By itself, her parents’ separation need not have proved particularly harmful. But the damage was aggravated, according to Kay, by her mother insisting that nothing of the kind had occurred. Kay confirms it was this denial, more than the separation, that so angered her brother. “He used to harp on about it. He was very upset Mum had left, and it came out in his interviews. I pointed out to Mum and Dad that you can’t rewrite things that have been put in place by Richard, otherwise it makes him look like a liar.” Harry used to call Kay and plead with her to help persuade their parents to admit the truth. But Kay told him to “let it go”.

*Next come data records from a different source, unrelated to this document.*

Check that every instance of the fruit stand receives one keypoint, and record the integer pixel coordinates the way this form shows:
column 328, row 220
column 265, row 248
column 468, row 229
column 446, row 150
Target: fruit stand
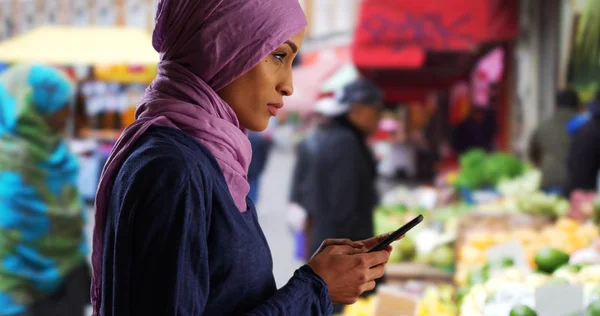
column 499, row 246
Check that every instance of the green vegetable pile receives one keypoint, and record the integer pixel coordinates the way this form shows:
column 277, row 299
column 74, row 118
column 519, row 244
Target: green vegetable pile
column 479, row 170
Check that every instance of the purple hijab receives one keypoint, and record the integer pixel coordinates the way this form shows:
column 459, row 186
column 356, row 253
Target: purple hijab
column 204, row 45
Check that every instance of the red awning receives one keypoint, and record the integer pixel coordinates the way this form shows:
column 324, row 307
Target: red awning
column 315, row 69
column 401, row 33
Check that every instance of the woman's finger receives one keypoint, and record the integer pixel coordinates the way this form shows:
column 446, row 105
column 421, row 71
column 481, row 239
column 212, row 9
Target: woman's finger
column 334, row 242
column 376, row 272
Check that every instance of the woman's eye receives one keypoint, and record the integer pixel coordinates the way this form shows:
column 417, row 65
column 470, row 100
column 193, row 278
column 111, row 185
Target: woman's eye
column 280, row 56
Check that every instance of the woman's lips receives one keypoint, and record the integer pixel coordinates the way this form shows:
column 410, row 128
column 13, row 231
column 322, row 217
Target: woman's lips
column 274, row 108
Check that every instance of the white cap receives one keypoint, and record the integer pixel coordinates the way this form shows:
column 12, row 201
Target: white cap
column 330, row 107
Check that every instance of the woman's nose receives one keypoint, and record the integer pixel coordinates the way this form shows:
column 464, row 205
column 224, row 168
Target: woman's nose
column 287, row 86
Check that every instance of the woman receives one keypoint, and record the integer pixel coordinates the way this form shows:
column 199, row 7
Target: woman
column 175, row 232
column 43, row 269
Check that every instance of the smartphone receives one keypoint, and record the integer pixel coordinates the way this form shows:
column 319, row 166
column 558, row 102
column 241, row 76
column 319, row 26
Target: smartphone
column 395, row 235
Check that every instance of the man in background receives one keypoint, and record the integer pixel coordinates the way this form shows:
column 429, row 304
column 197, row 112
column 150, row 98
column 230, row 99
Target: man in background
column 342, row 171
column 326, row 110
column 550, row 142
column 583, row 163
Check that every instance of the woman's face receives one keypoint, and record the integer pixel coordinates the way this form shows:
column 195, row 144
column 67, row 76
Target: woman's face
column 258, row 94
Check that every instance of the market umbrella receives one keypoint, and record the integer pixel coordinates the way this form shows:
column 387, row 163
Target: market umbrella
column 64, row 45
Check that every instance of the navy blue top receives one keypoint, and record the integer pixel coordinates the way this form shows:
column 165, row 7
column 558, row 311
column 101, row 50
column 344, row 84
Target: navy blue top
column 176, row 244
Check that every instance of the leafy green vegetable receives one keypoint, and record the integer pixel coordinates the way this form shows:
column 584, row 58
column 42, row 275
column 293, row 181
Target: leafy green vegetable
column 479, row 170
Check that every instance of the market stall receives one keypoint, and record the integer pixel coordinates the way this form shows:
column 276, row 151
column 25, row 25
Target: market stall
column 112, row 66
column 492, row 243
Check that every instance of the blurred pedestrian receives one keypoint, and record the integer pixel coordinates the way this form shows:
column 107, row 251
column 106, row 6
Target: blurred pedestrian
column 550, row 143
column 341, row 190
column 326, row 110
column 43, row 252
column 174, row 231
column 477, row 131
column 583, row 164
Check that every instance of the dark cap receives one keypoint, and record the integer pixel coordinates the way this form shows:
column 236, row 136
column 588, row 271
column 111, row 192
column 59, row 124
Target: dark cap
column 361, row 91
column 567, row 99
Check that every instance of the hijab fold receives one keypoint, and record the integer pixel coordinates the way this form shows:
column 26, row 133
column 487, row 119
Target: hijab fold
column 204, row 45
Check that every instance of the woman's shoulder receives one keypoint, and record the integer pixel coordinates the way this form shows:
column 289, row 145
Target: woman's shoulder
column 170, row 157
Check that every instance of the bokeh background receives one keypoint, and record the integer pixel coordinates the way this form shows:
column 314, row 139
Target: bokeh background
column 471, row 112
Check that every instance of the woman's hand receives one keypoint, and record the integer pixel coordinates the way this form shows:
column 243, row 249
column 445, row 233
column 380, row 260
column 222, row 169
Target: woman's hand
column 347, row 269
column 372, row 242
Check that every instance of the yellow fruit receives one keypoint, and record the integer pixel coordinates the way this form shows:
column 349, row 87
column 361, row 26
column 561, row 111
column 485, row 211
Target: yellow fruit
column 567, row 224
column 481, row 240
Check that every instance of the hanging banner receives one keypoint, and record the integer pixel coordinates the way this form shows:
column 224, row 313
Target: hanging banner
column 136, row 13
column 27, row 15
column 390, row 32
column 105, row 12
column 49, row 12
column 7, row 22
column 80, row 12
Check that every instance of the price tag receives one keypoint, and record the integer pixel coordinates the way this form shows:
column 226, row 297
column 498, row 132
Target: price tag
column 510, row 250
column 559, row 299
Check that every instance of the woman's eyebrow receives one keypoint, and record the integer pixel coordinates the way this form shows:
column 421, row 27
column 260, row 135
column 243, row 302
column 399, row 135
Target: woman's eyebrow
column 292, row 45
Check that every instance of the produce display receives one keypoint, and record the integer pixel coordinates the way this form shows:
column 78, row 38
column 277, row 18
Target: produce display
column 479, row 170
column 438, row 300
column 566, row 236
column 510, row 291
column 497, row 200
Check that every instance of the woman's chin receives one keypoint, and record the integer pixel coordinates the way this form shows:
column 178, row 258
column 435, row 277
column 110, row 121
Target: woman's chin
column 258, row 126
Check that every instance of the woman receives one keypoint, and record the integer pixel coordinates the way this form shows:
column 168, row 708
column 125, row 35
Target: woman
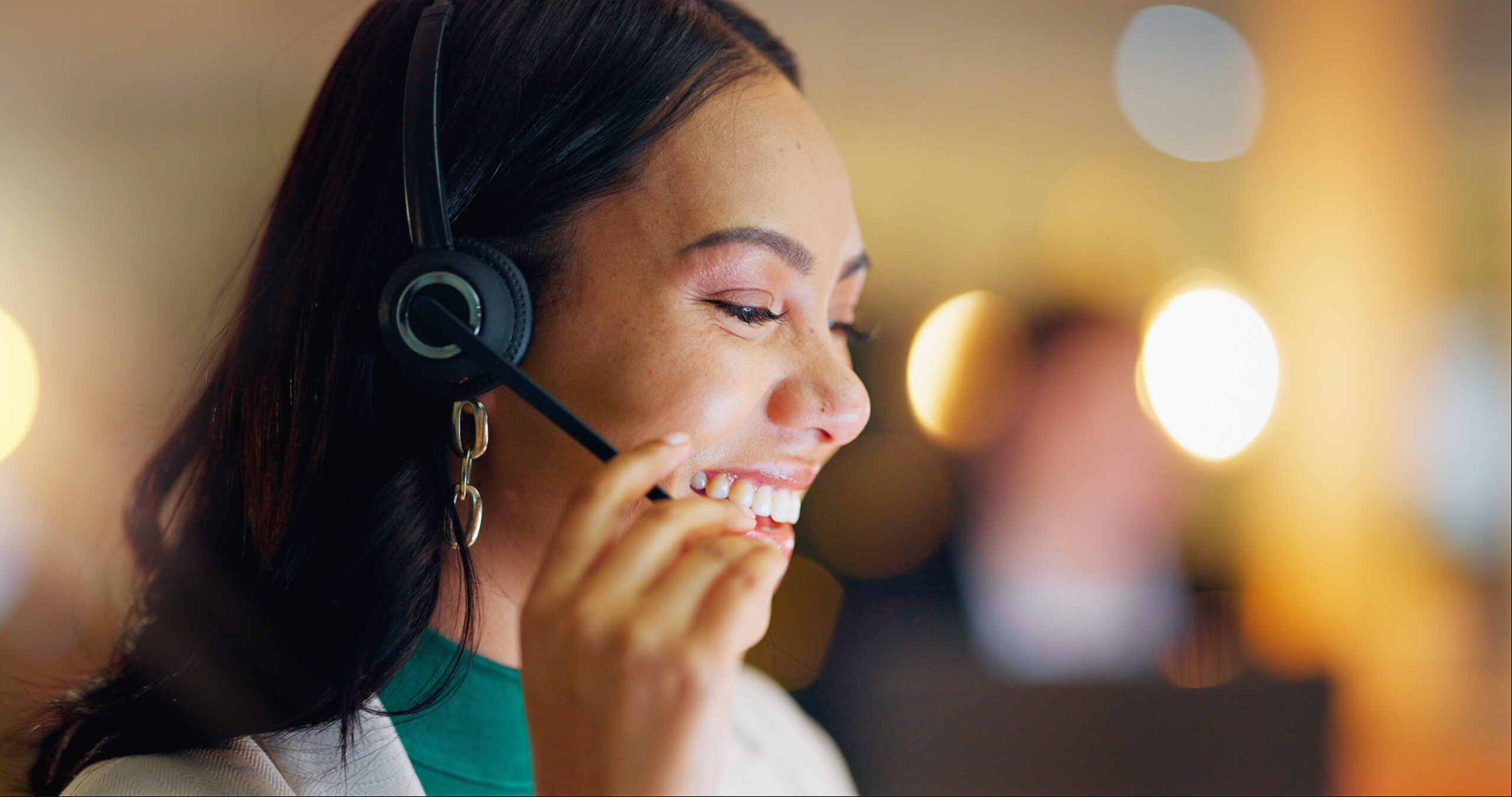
column 685, row 227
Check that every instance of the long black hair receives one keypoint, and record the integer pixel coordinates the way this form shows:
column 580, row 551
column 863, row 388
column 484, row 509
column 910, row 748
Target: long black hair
column 291, row 533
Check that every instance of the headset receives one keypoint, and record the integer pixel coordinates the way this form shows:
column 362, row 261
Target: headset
column 457, row 315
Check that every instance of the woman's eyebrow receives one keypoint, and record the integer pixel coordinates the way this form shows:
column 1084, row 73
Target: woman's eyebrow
column 791, row 251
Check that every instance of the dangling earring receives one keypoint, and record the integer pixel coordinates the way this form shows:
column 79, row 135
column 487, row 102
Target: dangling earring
column 469, row 453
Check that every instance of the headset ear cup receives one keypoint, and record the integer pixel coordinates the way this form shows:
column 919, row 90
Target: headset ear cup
column 520, row 313
column 487, row 282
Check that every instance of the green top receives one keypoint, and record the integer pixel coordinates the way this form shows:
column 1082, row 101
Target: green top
column 475, row 742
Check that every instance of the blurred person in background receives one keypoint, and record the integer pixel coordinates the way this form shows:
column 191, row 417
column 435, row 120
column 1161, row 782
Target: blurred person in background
column 684, row 224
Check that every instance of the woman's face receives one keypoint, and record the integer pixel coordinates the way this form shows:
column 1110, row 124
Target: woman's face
column 711, row 298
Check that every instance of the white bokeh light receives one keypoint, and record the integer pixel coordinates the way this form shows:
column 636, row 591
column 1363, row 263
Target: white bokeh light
column 19, row 384
column 1189, row 84
column 1210, row 373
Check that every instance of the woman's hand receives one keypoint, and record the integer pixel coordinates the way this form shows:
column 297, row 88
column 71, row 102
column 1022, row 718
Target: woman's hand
column 631, row 645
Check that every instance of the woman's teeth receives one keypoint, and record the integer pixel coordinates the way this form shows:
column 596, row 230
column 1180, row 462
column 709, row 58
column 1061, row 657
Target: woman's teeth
column 779, row 504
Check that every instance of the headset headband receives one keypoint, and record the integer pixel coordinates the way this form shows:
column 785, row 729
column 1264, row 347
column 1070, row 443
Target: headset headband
column 424, row 201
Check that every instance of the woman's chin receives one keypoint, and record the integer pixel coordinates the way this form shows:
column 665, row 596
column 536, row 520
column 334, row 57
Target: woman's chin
column 773, row 533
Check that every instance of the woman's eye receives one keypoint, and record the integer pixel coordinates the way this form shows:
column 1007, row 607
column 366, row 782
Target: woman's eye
column 755, row 316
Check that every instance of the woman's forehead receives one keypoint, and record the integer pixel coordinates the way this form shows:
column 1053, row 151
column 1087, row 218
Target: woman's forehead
column 755, row 156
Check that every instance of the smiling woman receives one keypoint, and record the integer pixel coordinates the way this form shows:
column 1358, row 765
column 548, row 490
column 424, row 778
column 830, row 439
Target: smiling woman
column 685, row 226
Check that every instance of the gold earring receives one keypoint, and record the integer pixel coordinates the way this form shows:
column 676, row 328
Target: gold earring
column 469, row 453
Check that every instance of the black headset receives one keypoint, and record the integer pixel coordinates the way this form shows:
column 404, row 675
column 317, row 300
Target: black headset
column 457, row 315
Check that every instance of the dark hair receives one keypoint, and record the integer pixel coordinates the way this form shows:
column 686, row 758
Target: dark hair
column 291, row 533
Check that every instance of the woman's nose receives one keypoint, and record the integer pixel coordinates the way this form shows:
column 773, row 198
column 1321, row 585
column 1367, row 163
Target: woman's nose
column 826, row 397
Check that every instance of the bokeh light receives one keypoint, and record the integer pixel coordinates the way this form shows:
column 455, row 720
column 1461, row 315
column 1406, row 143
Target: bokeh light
column 1189, row 84
column 962, row 370
column 1210, row 371
column 19, row 384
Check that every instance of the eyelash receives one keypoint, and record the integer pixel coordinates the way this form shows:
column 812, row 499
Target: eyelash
column 760, row 316
column 754, row 316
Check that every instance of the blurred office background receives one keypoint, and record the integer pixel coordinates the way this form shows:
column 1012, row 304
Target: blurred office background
column 1189, row 466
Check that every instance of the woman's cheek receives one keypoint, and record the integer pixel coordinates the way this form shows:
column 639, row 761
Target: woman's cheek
column 717, row 406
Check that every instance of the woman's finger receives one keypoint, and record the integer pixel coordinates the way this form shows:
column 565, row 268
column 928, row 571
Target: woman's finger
column 737, row 609
column 647, row 548
column 676, row 598
column 599, row 505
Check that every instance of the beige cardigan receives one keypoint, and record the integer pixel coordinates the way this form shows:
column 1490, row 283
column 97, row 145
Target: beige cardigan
column 775, row 749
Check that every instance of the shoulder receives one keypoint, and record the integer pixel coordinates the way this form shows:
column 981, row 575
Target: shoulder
column 776, row 747
column 307, row 763
column 241, row 767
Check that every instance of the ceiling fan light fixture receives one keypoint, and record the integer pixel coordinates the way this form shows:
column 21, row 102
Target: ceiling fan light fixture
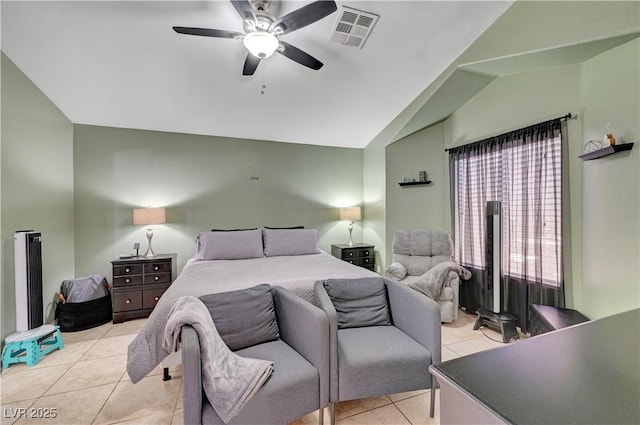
column 261, row 44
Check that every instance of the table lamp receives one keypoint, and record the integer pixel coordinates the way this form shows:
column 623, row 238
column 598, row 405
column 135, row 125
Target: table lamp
column 149, row 216
column 350, row 214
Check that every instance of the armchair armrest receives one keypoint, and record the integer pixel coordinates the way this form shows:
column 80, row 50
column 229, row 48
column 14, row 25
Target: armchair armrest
column 396, row 271
column 416, row 315
column 324, row 302
column 310, row 340
column 191, row 376
column 454, row 284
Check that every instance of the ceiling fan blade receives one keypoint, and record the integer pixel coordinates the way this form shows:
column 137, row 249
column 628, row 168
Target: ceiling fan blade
column 244, row 9
column 250, row 64
column 304, row 16
column 299, row 56
column 206, row 32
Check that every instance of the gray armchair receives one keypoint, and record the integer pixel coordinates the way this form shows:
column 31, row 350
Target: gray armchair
column 383, row 336
column 300, row 380
column 414, row 253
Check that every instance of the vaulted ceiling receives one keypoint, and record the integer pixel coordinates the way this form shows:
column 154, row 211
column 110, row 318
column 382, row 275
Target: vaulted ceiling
column 120, row 64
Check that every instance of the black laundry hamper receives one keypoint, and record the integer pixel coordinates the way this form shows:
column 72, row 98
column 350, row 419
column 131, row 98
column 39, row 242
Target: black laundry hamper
column 87, row 303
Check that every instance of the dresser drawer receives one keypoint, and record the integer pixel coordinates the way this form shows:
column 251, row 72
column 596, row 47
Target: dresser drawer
column 356, row 253
column 151, row 297
column 125, row 301
column 163, row 267
column 157, row 278
column 128, row 269
column 127, row 280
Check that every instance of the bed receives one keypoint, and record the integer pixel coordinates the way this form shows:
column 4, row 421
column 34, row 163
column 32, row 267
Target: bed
column 226, row 261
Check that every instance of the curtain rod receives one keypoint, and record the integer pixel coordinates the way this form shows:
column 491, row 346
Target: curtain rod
column 568, row 116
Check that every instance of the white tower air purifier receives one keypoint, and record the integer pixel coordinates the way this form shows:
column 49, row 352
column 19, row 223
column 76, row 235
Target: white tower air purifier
column 28, row 280
column 493, row 257
column 493, row 314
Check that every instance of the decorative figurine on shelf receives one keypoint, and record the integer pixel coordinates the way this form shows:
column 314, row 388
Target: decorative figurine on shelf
column 608, row 137
column 612, row 140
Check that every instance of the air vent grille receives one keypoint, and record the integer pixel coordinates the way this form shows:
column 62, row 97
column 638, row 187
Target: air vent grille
column 353, row 27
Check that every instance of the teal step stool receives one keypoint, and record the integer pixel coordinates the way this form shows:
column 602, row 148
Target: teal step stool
column 30, row 346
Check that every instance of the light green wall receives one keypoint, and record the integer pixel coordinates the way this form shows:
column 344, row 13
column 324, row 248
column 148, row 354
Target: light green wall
column 604, row 194
column 519, row 100
column 416, row 207
column 205, row 182
column 374, row 197
column 610, row 88
column 37, row 186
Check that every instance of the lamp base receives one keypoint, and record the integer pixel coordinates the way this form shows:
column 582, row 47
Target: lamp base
column 149, row 252
column 350, row 243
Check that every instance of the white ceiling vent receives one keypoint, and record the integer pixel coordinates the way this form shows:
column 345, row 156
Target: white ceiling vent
column 353, row 26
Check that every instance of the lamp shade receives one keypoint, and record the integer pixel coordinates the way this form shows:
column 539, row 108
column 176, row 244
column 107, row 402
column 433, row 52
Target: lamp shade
column 149, row 216
column 350, row 214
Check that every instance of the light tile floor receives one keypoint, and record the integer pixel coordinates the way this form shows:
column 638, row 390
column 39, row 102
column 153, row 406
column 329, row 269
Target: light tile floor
column 86, row 383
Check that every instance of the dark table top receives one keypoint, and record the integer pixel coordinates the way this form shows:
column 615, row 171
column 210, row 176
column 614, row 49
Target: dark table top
column 585, row 374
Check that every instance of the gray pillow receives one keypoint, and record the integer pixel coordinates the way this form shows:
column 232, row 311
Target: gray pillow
column 359, row 302
column 244, row 318
column 229, row 245
column 289, row 242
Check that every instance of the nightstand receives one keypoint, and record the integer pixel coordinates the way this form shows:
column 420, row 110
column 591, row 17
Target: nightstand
column 138, row 284
column 360, row 254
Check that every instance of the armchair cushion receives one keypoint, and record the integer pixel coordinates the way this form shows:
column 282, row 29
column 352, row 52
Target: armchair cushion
column 381, row 359
column 359, row 302
column 244, row 317
column 437, row 277
column 397, row 270
column 292, row 389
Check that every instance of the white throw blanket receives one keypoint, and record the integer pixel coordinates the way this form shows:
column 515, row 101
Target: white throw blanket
column 229, row 380
column 432, row 282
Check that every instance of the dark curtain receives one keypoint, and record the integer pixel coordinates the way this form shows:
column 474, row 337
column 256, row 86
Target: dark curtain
column 523, row 170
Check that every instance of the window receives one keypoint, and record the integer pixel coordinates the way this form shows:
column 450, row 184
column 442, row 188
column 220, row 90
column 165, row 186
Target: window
column 522, row 169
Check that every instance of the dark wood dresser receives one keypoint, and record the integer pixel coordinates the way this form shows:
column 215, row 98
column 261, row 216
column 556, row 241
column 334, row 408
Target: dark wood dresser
column 359, row 254
column 138, row 284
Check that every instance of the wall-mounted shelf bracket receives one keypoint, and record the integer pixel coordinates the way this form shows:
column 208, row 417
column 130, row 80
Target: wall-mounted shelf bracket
column 609, row 150
column 414, row 183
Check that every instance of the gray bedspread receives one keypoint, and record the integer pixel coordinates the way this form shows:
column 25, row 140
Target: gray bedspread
column 296, row 273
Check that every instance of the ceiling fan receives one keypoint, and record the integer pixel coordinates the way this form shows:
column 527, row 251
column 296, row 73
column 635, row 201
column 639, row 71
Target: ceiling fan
column 262, row 31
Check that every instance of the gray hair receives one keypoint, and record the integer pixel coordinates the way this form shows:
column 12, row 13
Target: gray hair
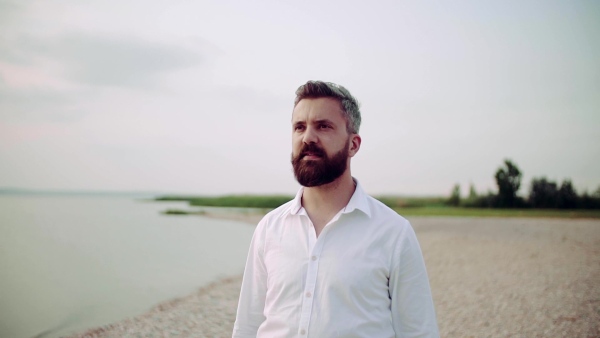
column 350, row 106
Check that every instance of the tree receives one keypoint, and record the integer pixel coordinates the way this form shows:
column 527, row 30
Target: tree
column 567, row 196
column 508, row 180
column 543, row 194
column 454, row 199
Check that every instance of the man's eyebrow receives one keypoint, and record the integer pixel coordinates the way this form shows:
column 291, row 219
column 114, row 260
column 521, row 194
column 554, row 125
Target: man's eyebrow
column 326, row 121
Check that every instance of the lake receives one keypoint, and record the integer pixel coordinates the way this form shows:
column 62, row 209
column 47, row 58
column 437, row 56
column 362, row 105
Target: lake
column 68, row 263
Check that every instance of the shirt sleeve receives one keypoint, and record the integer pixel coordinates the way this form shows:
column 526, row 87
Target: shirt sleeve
column 250, row 312
column 413, row 314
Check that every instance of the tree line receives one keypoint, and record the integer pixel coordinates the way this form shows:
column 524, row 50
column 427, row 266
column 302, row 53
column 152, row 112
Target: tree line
column 543, row 193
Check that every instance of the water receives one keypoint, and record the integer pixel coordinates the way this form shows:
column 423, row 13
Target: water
column 71, row 263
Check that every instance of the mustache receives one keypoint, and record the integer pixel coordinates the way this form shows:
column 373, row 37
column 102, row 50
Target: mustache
column 313, row 149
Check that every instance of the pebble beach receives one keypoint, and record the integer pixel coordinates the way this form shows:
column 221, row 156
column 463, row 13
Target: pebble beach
column 490, row 277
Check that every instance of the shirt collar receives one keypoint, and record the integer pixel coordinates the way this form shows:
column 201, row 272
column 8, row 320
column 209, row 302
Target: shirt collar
column 357, row 201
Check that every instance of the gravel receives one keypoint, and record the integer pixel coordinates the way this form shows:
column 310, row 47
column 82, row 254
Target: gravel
column 490, row 277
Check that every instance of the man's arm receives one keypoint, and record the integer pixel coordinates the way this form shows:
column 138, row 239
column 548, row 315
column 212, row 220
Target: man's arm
column 413, row 314
column 254, row 287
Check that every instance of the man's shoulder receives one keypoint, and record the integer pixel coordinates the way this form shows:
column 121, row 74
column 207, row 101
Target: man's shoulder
column 379, row 209
column 278, row 213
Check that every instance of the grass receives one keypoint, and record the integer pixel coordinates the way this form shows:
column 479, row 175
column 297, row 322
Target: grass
column 479, row 212
column 406, row 206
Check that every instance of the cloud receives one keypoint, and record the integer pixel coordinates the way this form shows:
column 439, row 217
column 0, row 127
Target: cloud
column 114, row 61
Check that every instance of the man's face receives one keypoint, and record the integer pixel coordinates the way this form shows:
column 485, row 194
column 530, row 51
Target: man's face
column 321, row 145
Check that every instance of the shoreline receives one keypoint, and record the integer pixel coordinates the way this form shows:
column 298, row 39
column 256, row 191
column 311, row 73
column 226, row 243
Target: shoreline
column 489, row 277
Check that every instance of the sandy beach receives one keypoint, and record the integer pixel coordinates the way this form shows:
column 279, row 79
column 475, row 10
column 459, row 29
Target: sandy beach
column 490, row 277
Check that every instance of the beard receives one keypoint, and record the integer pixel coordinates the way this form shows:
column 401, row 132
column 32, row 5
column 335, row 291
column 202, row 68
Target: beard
column 313, row 173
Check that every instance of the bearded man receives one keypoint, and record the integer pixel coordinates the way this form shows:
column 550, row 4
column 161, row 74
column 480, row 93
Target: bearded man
column 333, row 262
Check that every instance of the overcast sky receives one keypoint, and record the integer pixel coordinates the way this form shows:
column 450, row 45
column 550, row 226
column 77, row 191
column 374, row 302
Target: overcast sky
column 196, row 96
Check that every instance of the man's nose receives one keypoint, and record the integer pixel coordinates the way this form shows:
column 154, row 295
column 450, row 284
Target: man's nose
column 310, row 136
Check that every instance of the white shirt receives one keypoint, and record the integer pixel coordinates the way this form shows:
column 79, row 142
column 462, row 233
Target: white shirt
column 364, row 276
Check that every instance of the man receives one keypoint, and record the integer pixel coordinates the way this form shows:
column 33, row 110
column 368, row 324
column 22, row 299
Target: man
column 333, row 262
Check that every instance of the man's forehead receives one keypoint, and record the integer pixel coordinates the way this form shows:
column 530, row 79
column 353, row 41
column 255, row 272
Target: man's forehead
column 317, row 109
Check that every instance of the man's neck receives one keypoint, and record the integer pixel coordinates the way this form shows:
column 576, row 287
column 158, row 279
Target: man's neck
column 322, row 203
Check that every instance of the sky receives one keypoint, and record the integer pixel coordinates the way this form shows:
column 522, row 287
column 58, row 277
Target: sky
column 196, row 97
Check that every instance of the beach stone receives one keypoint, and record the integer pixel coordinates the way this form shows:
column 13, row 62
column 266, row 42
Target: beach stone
column 490, row 277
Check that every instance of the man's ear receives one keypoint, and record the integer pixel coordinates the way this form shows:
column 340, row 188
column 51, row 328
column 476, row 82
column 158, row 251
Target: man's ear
column 354, row 145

It is well established that the damage suffered by victims of psychological trauma is liable to be intensified if they also find their experiences are denied, above all by the person who caused the hurt. Harry had always felt ambivalent towards his parents, writing them out of history yet calling on them when he needed them, while Jo attempted to compensate for her perceived failings by showing love and support. In the end, it can be argued, Harry’s struggle to reconcile these contradictions became too much, and he tried to resolve them by cutting off from his family, even attempting to replace them with Mandy’s.
It can also be argued that his struggle with his feelings of abandonment and betrayal ran in tandem with the search for his own identity, reflected in the new beginning he created for himself in Edinburgh. There, he found his skill in acting out a range of roles entertained his friends and brought him rewards. But in Shetland he was on a less forgiving stage; one where, as Paul Bloomer remarked, “celebrity means nothing” and you have to confront who you are – another battle he ultimately lost.
Of course, his failures may not have proved so catastrophic had he not also had to watch the slow death of his beloved wife, partner in his fairy-tale marriage. For a man already struggling with demons, it was the ultimate disaster, tipping him into what can only be described as madness, so that he killed the person he loved the most, leaving no other recourse than to turn his knife upon himself. The ferocity of his attacks spoke of an anger and hatred that could only be assuaged through death.